README


DD TESTSUITE
============

This package contains a set of scripts which can be used to perform dd-based 
I/O tests. These tests will conduct simultaneous read and write requests in a 
ratio of 1:1 using 128MiB files by default.

First, in order to perform read tests an initial set of input files needs to be 
set up. The create_inputfiles.sh script does this. The usage is as follows:

create_inputfiles.sh <number of files>

The script doing the reads will pick one of these files at random. 
The idea is that initially a fairly large number of files are created that will 
be used for the read test. During the test, read processes will pick one of these 
files at random. We have selected a file size of 128MiB since this is a typical size
for a virtual block in Hadoop. The total size of all of these files combined should 
be equal to or greater than 25 times the total amount of memory on the host where 
the test is run which gives an indication on how many files should be created. For 
example, using 128MiB files and having 64GiB of memory in the machine you would need 
12800 files. This is to reduce the benefit of the filesystem buffer cache. The block 
size used by dd is chosen to be 4KiB. This is equal to the default EXT3 block size.
Both the block size as the file size are configurable in the "config" file. 

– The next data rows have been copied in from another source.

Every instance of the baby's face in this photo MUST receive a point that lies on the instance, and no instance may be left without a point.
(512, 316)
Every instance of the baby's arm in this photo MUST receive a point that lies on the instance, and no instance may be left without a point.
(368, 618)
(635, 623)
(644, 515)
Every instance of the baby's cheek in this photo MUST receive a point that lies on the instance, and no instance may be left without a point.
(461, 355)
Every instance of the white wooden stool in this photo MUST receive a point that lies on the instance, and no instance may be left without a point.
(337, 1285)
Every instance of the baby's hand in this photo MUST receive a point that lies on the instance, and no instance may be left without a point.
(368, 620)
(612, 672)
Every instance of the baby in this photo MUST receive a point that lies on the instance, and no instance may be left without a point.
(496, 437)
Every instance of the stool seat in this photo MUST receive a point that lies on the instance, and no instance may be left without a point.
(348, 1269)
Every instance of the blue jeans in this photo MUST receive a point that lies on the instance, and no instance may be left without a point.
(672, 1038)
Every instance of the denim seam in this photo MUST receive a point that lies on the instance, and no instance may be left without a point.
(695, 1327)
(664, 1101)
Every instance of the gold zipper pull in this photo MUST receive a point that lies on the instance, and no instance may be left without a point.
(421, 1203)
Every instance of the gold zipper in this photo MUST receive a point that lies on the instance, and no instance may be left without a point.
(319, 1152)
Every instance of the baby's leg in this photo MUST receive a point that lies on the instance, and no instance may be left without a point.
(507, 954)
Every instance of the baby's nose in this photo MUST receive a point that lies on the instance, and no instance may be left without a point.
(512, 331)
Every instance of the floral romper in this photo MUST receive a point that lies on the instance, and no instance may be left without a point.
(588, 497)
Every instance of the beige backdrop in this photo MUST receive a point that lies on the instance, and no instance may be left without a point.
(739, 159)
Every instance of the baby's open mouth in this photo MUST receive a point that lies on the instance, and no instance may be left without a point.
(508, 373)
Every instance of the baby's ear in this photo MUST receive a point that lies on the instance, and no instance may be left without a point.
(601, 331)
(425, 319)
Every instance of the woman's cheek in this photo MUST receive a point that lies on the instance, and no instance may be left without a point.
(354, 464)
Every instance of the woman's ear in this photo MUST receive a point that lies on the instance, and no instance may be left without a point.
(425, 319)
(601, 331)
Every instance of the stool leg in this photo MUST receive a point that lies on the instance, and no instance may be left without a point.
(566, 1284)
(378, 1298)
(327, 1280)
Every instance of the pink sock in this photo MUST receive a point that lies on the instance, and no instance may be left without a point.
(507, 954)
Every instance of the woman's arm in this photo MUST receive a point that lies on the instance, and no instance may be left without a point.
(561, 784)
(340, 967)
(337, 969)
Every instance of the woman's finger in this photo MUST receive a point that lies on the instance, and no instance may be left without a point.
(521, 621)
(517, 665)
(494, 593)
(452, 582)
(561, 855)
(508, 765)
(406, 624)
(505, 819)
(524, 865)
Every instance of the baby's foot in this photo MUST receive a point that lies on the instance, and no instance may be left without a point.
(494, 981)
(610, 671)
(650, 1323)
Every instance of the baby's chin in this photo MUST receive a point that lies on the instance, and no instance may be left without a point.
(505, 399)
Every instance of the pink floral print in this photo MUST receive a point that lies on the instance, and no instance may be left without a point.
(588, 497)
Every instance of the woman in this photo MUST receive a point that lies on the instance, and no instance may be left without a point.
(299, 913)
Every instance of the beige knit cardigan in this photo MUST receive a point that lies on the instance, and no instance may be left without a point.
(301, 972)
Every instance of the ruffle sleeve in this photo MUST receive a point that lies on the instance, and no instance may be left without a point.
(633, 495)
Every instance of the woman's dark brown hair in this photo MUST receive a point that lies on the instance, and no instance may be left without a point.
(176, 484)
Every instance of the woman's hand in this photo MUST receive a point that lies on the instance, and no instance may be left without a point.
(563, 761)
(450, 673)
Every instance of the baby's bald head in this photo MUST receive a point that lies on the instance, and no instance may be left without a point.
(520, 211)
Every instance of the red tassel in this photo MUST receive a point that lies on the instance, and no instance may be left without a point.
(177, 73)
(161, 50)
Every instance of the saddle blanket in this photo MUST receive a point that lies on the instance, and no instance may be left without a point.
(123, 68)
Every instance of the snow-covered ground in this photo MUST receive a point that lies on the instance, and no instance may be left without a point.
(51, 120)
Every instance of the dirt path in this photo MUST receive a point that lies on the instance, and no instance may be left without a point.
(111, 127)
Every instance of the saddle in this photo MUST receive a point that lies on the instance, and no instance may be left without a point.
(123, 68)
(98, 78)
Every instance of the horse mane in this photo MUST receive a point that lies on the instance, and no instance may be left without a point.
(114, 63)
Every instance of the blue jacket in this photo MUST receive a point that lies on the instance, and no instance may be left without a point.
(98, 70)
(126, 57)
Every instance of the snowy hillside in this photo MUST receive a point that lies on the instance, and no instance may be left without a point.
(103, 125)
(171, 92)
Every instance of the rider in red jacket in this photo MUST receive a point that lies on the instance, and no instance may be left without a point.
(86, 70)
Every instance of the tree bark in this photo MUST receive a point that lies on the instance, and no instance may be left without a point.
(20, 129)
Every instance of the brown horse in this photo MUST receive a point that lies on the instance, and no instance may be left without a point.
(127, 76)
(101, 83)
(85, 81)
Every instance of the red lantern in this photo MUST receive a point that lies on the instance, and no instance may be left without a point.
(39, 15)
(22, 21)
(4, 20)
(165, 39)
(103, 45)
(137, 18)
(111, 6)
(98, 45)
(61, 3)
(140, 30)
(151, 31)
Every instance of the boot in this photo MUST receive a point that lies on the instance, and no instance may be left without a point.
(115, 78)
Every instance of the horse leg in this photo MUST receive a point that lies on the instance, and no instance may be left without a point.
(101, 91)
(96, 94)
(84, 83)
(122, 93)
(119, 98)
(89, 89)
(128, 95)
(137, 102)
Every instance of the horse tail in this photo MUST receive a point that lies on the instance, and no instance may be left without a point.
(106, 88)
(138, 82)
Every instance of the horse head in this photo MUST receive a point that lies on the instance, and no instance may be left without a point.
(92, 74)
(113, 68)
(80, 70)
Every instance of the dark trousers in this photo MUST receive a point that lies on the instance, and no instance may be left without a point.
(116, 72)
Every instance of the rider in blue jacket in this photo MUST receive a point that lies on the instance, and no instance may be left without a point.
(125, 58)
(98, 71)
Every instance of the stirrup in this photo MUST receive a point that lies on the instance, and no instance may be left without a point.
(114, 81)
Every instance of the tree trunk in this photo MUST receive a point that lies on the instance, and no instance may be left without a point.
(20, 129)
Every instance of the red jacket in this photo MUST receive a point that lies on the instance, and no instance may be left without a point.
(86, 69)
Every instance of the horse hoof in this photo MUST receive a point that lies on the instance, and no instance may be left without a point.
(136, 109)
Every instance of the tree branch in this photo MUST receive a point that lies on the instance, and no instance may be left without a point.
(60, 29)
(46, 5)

During the write test a faily large number of files are written. At random a number 
between 1 and MAX_FILES is chosen and the file#number will be written. This is also 
to reduce file system buffer cache effects. The number of file MAX_FILES is 
configurable through the variable in the "config" file. The same holds for the file
size.

When the test starts, reads and writes will be started simultaneously in the ratio of 1:1. 
This is done by running the "start_test.sh" script. The amount of reads and writes is 
configurable with a commandline flag of the "start_test.sh" script. These read and write 
processes are running indefinitely and should eventually be stopped using the 
"stop_test.sh" script. However, the processes should be run over a sufficiently long 
period of time to get a accurate measurement. This is especially needed for writes which 
initially show a very high rate due to filesystem buffer cache effects. It is usually 
sufficient to let the processes continue for, say, a few hundred iterations of writes and 
reads. The "result.sh" script parses the output files and displays the throughput 
performance. This script can also be run during the test. When the variations in throughput 
become small the test can be stopped.